Montana News

Mar 5, 2010 11:30 AM

Rehberg introduces legislation to counter "monument" memo

WASHINGTON - U.S. Representative Denny Rehberg introduced legislation on Thursday that would exempt Montana from certain parts of the Antiquities Act, which allow the President to designate land as a National Monument.

Rehberg took the action after recent news of an internal memo from the U.S. Department of Interior that outlines plans to designate some 13 million acres of land in several Western States as national monuments; the proposal includes roughly 2.5 million acres in Montana.

Rehberg has characterized the proposal as a "land grab," and in a statement on Thursday, he noted, "For more than a century, the Antiquities Act has served a valuable function in the preservation of America's natural treasures, making it all the more tragic that it's now being misused for a 13 million-acre land-grab. When it comes to land in Montana, we've got a long-standing tradition of working together to find consensus-based solutions.
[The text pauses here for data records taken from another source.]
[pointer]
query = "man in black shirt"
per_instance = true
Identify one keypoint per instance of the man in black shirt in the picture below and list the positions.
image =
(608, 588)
Circumventing that tradition by unilaterally carving out millions of acres with the stroke of a pen is not the American way."

The legislation introduced by Rehberg would requires Congressional approval of new National Monument designations in Montana.
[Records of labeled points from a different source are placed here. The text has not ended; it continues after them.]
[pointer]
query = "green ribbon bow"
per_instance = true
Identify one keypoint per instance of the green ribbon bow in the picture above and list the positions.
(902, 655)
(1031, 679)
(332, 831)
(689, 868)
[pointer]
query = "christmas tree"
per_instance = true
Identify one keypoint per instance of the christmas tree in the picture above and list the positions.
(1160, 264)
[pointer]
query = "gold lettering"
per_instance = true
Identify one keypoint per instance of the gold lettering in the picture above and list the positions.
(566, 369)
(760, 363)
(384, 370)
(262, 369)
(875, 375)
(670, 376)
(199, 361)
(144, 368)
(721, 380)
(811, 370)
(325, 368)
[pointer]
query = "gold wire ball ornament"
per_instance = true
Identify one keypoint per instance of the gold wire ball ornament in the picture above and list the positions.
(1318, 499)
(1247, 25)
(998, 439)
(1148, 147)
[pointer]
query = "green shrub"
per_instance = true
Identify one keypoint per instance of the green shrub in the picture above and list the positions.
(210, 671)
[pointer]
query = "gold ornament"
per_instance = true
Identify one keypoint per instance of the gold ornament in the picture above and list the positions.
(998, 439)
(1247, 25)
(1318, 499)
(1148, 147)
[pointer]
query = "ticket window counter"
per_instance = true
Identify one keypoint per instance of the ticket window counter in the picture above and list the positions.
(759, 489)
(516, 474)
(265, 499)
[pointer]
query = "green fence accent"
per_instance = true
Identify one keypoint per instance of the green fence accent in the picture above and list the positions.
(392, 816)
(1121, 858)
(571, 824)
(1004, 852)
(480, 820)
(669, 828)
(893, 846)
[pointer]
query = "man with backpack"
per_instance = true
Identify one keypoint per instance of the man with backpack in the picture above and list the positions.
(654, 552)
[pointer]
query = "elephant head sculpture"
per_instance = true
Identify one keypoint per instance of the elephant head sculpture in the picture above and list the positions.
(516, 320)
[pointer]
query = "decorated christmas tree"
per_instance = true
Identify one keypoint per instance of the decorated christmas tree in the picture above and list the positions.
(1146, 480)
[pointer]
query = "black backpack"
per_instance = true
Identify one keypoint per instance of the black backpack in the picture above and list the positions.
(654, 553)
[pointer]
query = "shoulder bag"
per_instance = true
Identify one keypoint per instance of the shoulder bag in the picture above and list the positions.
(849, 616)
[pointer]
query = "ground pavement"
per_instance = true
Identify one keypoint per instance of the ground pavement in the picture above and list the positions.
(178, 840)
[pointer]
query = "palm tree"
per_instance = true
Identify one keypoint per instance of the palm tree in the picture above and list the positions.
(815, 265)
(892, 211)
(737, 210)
(March 3, 2010) U.S. Representative Denny Rehberg is taking action against what he's calling an attempted land grab by the federal government.

Rehberg has joined other members of the Western Caucus in adding his name to a letter sent to the Department of the Interior regarding proposed monument sites throughout the west.

In the letter, the Western Caucus has four requests of Secretary Ken Salazar.

They want all pages of an internal draft document regarding the proposed monuments; any maps or other documents detailing the proposed list of monuments; any record of communications with anyone outside the department related to the monuments; and any documents and notes relating to "brainstorming" sessions concerning the monuments.

Rehberg spokesman Jed Link says the boundaries for the monuments are unclear.

One of the proposals is for a 2.5-million acre monument in northeast Montana, an area larger than Yellowstone National Park.